KK: To give a concrete and very popular example for Michael’s question, IMAGINARY is a platform that works rigorously on the visualization of mathematical formulae (e.g., of curves and surfaces), and it does this among other things by using ‘swarm intelligence,’ since the visualization program is put at the disposal of the website’s users.Footnote 30 The visual modeling of the mathematical objects happens interactively and in real time: by changing the mathematical parameters, the user simultaneously changes the visualized object. This gives rise to a ‘haptic moment,’ simply because the objects change with the interventions of the user—as when Olivier turns the screws or when Wiener pulls on the hinges.

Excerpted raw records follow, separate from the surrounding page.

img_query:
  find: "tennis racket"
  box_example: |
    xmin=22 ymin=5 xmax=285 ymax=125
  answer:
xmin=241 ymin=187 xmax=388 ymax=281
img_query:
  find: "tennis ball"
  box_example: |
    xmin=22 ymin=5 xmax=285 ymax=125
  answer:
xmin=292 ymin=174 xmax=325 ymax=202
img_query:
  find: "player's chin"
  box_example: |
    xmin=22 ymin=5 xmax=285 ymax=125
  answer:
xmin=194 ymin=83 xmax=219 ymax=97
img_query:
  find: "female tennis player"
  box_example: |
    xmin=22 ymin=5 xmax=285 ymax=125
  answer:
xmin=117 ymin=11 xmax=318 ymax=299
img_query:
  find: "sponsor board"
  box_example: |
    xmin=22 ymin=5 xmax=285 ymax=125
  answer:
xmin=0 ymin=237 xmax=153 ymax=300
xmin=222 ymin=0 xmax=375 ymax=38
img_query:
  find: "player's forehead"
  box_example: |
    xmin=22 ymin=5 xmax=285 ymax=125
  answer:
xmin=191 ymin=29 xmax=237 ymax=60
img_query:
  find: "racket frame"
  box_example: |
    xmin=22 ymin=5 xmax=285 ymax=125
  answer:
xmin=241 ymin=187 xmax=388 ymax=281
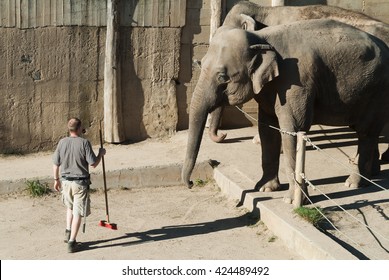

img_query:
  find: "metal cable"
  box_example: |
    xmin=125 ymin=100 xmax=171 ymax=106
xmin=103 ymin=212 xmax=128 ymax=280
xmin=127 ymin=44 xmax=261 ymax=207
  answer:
xmin=300 ymin=173 xmax=389 ymax=241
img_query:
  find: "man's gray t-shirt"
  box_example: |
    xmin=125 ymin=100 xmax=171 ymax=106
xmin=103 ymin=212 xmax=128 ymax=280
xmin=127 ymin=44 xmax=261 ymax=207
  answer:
xmin=53 ymin=137 xmax=97 ymax=185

AS: The question is: what possibilities do these technologies offer and what limits? What types of models could I not yet realize ten years ago, and what can I realize today because the technology has changed in a certain respect? That does not have to be tied to a progress-oriented way of thinking but can be based on the simple fact that the technology has changed. If one wants to think the model process further, then one must consider, for example, the computer and also the 3D printer as an object that already contains various technologies itself, and not as something into which one enters something—as into a black box—and in the end something comes out. We historians of science will not get anywhere if we only consider the beginning and the end. We have to look at what kinds of 3D printers and touch screens existed ten years ago. What could they do, what kinds of technologies did they operate with? Why are we doing things differently now, and what haptic qualities does this give rise to? What does that generate in the model itself? As with the models of the nineteenth century, with today’s visualizations too, one has to look very carefully at the practices and technologies that are involved.

Translated by Benjamin Carter.

Anja Sattelmacher is a historian working at the intersection of the history of science and media. She studied Media and Cultural Studies in Weimar and Lyon and holds a master’s degree in Museum Studies from Macquarie University in Sydney. For her PhD on the history of knowledge of mathematical models at the history department of Humboldt-Universität zu Berlin, she studied numerous collections of material mathematical models throughout Germany, France, and beyond. What most struck her was the willingness to experiment with different materials for making the models. Sattelmacher is now an academic adjunct at Humboldt-Universität zu Berlin in the media studies department. For her current project, she examines collections of historic film documents to write about the history of political education in 1950s and 1960s (West) Germany. Together with Sarine Waltenspül and Mario Schulze, she recently published a Focus section in the journal Isis on research film.